Fado is considered by UNESCO as global ‘intangible cultural heritage’, something anyone who has heard the haunting melodies of the divine Mariza will instantly appreciate. Although born in Portuguese-controlled Mozambique, one of Portugal’s favourite musical daughters was raised in the narrow streets of Mouraria and Alfama. Walking those twisting, turning streets today you can still feel the tightly knit nature of this former working class fishing community. History seems to seep out of the walls.
The Alfama district is Lisbon’s oldest quarter, and the past seems to shroud the narrow streets. The name derives from the Arabic Al-hamma, meaning ‘hot baths’ or ‘hot springs’. Knowing this makes sense of the medina-like labyrinth of streets that sprawl up and down the hillside.
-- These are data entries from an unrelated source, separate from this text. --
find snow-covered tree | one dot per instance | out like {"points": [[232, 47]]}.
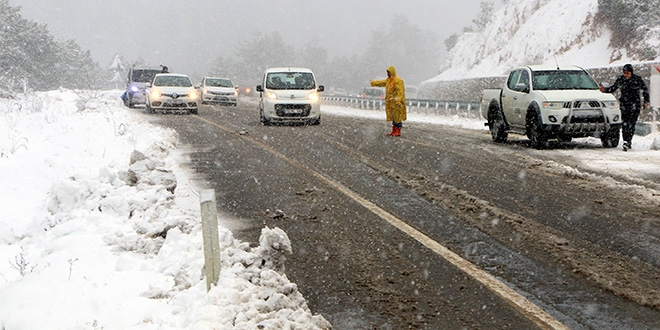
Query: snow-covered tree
{"points": [[29, 55]]}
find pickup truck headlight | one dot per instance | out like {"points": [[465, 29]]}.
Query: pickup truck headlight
{"points": [[553, 105]]}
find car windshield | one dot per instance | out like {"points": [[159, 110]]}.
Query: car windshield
{"points": [[219, 83], [172, 81], [290, 80], [143, 75], [562, 79]]}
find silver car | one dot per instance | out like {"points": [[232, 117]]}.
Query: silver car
{"points": [[218, 90]]}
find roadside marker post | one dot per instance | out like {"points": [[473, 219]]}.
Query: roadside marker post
{"points": [[210, 237]]}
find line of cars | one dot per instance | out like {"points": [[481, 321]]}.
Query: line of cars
{"points": [[286, 94], [159, 90]]}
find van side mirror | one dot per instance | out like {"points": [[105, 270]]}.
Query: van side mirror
{"points": [[520, 87]]}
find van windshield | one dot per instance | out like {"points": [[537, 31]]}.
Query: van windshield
{"points": [[290, 80]]}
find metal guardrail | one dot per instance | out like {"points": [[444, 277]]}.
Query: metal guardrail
{"points": [[422, 106]]}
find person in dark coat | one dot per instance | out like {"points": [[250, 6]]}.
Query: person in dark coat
{"points": [[630, 102]]}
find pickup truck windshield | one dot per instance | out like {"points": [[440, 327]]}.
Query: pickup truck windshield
{"points": [[562, 79]]}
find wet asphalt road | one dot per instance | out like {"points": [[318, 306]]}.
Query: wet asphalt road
{"points": [[555, 240]]}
Another memory of the Moorish occupation is the glazed tiles that you see on many buildings in this area; the tiles were the invention of Arabic culture.
Gone are the mosques that once formed part of Moorish Portugal and an intimate part of these streets. In their place are numerous elaborate and highly decorated churches, including the Church of Santa Engrácia, which has been turned into the National Pantheon where many of Portugal’s most famous are buried. The nearby Monastery of São Vicente de Fora is equally stunning, equally enormous.
We only had a short time in Lisbon, but it is a smallish city that lends itself to easy exploration – although those seven hills take a toll after a while. Whether you’re on foot or hopping on and off the iconic yellow trams, with two or three days to spare you can cover quite a lot. Two or three days is also just enough to make you realise that the city has much, much more to offer.